Lent? Check. Easter? Check? Ascension? Check. Pentecost? Check. Last Sunday, Pentecost Sunday, I preached in Mayville, Wisconsin. A faithful pastor and good people who used Pentecost Sunday to celebrate the 175th anniversary of their church. My sermon in one sentence: You dasn’t forget the Ascension of our Lord Jesus Christ. Wait, they may have thought, it’s Pentecost, it’s church anniversary. Ascension is past, we checked that off. This coming Sunday we’ll check off Trinity Sunday. Yes, I can read the calendar but no, you dasn’t forget the Ascension of our Lord Jesus.
“Dasn’t” was the word my father used when he wanted to make his point as clearly as possible. “Dale, you dasn’t do that.” It came from his childhood; he was born in 1920. Grandpa and Grandma Meyer spoke Low German but raised their children to speak English. I suspect “dasn’t” was a German-English hybrid. This strange word seems to me a good way to remember, don’t check off the Ascension.
Because we have special names for many Sundays throughout the year, Sundays that bring familiar readings and themes, Sundays focusing on this or that aspect of faith, we easily move Jesus Christ off center stage. Cycling through familiar Gospel stories about Jesus, we hear Him confined to Galilee or Samaria or Judea, wherever. Today He is not confined. He’s ascended and at the right hand of God. “Sitting at the right hand of God” does not mean “some specific spot in heaven … (but) nothing other than the almighty power of God, which fills heaven and earth.” Christ rules “from one sea to the other and to the end of the world” (Formula of Concord, Solid Declaration, VIII, 27-28). All creation is subject to Him (1 Peter 3:22).

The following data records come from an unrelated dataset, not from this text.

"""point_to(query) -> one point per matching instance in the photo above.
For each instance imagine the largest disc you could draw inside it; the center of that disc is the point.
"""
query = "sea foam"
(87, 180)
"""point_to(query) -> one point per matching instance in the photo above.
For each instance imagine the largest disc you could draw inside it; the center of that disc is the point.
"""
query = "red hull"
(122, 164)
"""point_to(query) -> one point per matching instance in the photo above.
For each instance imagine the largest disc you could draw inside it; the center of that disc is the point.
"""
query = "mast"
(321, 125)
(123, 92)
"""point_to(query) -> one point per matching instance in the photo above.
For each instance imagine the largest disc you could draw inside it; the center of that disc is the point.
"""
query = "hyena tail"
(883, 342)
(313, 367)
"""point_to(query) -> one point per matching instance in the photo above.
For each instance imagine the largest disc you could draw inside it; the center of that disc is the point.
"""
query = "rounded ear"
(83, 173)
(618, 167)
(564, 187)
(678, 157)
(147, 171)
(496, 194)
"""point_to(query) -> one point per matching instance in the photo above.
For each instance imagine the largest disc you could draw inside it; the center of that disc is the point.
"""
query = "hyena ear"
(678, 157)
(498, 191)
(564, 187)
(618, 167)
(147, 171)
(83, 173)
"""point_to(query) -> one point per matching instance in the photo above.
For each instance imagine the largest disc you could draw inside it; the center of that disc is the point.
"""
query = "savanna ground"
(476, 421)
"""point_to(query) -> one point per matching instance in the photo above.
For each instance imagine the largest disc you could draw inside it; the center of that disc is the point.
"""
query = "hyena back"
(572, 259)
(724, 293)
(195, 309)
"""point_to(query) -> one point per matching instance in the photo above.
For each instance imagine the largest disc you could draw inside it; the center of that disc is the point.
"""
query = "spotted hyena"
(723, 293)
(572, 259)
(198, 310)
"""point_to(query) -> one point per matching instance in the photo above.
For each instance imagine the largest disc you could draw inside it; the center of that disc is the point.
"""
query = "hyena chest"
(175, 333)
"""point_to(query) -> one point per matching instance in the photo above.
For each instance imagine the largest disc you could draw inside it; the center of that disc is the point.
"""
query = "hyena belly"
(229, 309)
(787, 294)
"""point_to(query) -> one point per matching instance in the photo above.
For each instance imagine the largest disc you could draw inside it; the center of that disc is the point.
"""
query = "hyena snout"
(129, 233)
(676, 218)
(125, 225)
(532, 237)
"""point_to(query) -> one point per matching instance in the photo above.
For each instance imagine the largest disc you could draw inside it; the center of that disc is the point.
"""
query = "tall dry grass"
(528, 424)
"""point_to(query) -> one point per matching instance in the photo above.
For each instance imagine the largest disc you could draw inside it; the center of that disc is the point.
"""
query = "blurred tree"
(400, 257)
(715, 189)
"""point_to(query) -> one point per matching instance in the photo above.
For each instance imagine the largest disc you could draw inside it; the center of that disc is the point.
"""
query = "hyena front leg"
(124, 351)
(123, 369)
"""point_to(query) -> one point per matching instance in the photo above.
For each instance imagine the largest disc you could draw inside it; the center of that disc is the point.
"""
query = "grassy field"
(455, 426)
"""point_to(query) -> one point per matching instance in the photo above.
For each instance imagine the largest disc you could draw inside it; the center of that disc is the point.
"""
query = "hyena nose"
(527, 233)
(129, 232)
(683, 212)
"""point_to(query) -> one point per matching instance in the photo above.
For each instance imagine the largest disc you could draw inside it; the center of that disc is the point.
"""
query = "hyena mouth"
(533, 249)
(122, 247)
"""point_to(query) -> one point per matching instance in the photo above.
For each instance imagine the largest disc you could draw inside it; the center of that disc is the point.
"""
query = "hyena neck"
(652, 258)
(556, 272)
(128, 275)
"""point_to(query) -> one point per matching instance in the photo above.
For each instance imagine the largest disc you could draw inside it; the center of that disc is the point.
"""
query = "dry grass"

Today’s news includes the first of several televised hearings about the January 6th insurrection. The San Francisco district attorney has been recalled, and the DA in Los Angeles is likewise taking heat for high crime rates. Authorities arrested a man who intended to kill a justice of the Supreme Court. On and on. With all this, I have memorized and take comfort in Psalm 94:9, “He who planted the ear, does he not hear? He who formed the eye, does he not see?” Lift up your weary heart to the one seated at the right hand of God. He hears. He sees. You dasn’t forget the Ascension of our Lord Jesus Christ!